Et comme elle partait, présentant Florent au jeune peintre :

— Tenez, voilà monsieur qui revient de loin, paraît-il. Il ne se reconnaît plus dans votre gueux de Paris. Vous pourriez peut-être lui donner un bon renseignement.

Elle s’en alla enfin, heureuse de laisser les deux hommes ensemble. Claude regardait Florent avec intérêt ; cette longue figure, mince et flottante, lui semblait originale. La présentation de madame François suffisait ; et, avec la familiarité d’un flâneur habitué à toutes les rencontres de hasard, il lui dit tranquillement :

— Je vous accompagne. Où allez-vous ?

Florent resta gêné. Il se livrait moins vite ; mais, depuis son arrivée, il avait une question sur les lèvres.
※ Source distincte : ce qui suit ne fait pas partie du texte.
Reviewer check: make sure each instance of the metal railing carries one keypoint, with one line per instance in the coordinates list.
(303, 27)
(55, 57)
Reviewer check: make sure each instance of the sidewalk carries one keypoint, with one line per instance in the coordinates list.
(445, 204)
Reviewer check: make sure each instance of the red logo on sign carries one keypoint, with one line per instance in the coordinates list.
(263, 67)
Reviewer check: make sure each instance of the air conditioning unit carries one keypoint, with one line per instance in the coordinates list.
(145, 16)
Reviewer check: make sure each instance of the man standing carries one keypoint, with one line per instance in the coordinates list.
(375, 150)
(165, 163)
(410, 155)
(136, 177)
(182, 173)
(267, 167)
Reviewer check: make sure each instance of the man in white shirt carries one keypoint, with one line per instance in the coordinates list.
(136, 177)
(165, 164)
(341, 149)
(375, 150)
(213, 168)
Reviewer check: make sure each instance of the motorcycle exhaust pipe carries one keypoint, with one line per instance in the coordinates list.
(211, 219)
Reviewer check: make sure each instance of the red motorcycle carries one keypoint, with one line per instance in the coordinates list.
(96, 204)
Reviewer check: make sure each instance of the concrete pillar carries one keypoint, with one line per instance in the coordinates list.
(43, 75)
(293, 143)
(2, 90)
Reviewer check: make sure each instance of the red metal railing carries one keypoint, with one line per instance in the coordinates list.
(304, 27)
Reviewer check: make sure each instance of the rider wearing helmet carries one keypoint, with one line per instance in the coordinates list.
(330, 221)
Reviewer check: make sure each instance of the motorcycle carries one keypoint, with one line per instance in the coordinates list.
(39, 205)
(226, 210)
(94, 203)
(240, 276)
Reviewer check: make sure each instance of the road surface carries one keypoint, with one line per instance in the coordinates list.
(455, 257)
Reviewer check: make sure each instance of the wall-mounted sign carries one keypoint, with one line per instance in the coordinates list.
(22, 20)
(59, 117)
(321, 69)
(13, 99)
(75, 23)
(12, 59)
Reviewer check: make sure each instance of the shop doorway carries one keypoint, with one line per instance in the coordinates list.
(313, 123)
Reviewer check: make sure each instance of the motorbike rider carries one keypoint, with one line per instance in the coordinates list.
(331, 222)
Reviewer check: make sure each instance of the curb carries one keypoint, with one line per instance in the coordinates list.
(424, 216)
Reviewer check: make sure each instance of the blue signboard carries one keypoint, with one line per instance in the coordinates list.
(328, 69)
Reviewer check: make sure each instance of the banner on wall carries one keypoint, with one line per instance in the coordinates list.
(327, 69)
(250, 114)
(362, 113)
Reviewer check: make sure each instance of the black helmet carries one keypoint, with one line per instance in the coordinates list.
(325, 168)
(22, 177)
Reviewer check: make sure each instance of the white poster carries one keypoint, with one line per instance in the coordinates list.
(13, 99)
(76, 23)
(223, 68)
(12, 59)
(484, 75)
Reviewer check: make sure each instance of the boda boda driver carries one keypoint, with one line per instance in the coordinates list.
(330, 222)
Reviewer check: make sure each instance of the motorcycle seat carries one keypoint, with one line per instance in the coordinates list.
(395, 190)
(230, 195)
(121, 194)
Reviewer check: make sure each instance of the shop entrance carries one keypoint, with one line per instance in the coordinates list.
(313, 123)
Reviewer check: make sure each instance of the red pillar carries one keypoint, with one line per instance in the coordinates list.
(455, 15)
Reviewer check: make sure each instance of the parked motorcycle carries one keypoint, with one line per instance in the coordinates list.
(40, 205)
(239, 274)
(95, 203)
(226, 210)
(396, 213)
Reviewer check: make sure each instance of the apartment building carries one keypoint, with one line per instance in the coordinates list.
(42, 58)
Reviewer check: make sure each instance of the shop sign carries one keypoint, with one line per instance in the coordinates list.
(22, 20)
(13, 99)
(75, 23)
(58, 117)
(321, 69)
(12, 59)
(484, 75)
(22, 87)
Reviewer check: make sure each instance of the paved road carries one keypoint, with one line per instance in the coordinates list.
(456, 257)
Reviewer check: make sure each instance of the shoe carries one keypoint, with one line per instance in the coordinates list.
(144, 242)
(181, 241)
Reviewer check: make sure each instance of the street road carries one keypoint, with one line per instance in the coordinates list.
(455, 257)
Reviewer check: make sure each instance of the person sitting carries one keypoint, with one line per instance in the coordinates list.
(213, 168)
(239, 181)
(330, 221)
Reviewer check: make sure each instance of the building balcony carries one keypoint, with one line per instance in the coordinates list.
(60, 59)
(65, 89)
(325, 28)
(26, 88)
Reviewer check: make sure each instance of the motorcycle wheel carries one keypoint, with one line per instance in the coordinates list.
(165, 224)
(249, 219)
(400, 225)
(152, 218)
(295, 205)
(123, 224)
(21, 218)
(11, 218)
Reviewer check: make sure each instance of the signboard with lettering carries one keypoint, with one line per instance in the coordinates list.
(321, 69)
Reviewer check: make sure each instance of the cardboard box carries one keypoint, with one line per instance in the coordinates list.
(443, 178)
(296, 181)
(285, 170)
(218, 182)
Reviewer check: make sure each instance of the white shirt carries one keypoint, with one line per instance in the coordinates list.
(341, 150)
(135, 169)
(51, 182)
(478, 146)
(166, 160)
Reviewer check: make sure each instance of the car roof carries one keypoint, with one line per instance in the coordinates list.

Il se risqua, il demanda, avec la peur d’une réponse fâcheuse :

— Est-ce que la rue Pirouette existe toujours ?

— Mais oui, dit le peintre. Un coin bien curieux du vieux Paris, cette rue-là ! Elle tourne comme une danseuse, et les maisons y ont des ventres de femme grosse… J’en ai fait une eau-forte pas trop mauvaise. Quand vous viendrez chez moi, je vous la montrerai… C’est là que vous allez ?
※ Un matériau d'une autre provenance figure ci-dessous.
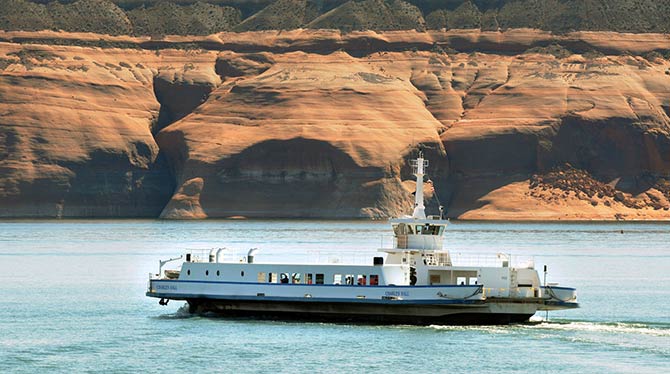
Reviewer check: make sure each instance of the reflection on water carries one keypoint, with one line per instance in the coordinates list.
(73, 299)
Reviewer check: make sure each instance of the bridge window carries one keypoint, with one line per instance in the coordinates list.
(361, 280)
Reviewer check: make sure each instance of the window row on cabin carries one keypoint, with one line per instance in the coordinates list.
(318, 278)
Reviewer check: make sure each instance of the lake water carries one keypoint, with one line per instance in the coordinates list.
(72, 299)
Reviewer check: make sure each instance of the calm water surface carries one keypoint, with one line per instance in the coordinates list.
(73, 300)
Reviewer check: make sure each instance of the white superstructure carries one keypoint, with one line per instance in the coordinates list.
(414, 281)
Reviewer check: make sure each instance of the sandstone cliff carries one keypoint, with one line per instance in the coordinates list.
(521, 124)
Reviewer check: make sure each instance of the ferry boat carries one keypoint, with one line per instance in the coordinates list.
(414, 281)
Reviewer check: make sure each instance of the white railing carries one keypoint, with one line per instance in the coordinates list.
(492, 260)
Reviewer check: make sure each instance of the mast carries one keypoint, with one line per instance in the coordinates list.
(419, 167)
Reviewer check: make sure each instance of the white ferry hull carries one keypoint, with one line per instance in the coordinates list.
(421, 305)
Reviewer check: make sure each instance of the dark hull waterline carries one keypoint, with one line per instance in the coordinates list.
(356, 313)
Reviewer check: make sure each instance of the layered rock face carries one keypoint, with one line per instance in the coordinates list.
(321, 124)
(76, 131)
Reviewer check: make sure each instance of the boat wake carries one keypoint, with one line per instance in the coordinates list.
(635, 328)
(181, 313)
(539, 323)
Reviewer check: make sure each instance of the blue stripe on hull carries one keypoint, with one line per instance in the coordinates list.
(174, 296)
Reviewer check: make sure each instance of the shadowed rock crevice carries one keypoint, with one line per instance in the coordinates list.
(180, 92)
(297, 178)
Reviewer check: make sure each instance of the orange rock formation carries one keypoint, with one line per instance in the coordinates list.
(321, 124)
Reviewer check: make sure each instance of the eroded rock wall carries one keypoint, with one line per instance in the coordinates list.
(321, 124)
Florent, soulagé, ragaillardi par la nouvelle que la rue Pirouette existait, jura que non, assura qu’il n’avait nulle part à aller. Toute sa méfiance se réveillait devant l’insistance de Claude.

— Ça ne fait rien, dit celui-ci, allons tout de même rue Pirouette. La nuit, elle est d’une couleur !… Venez donc, c’est à deux pas.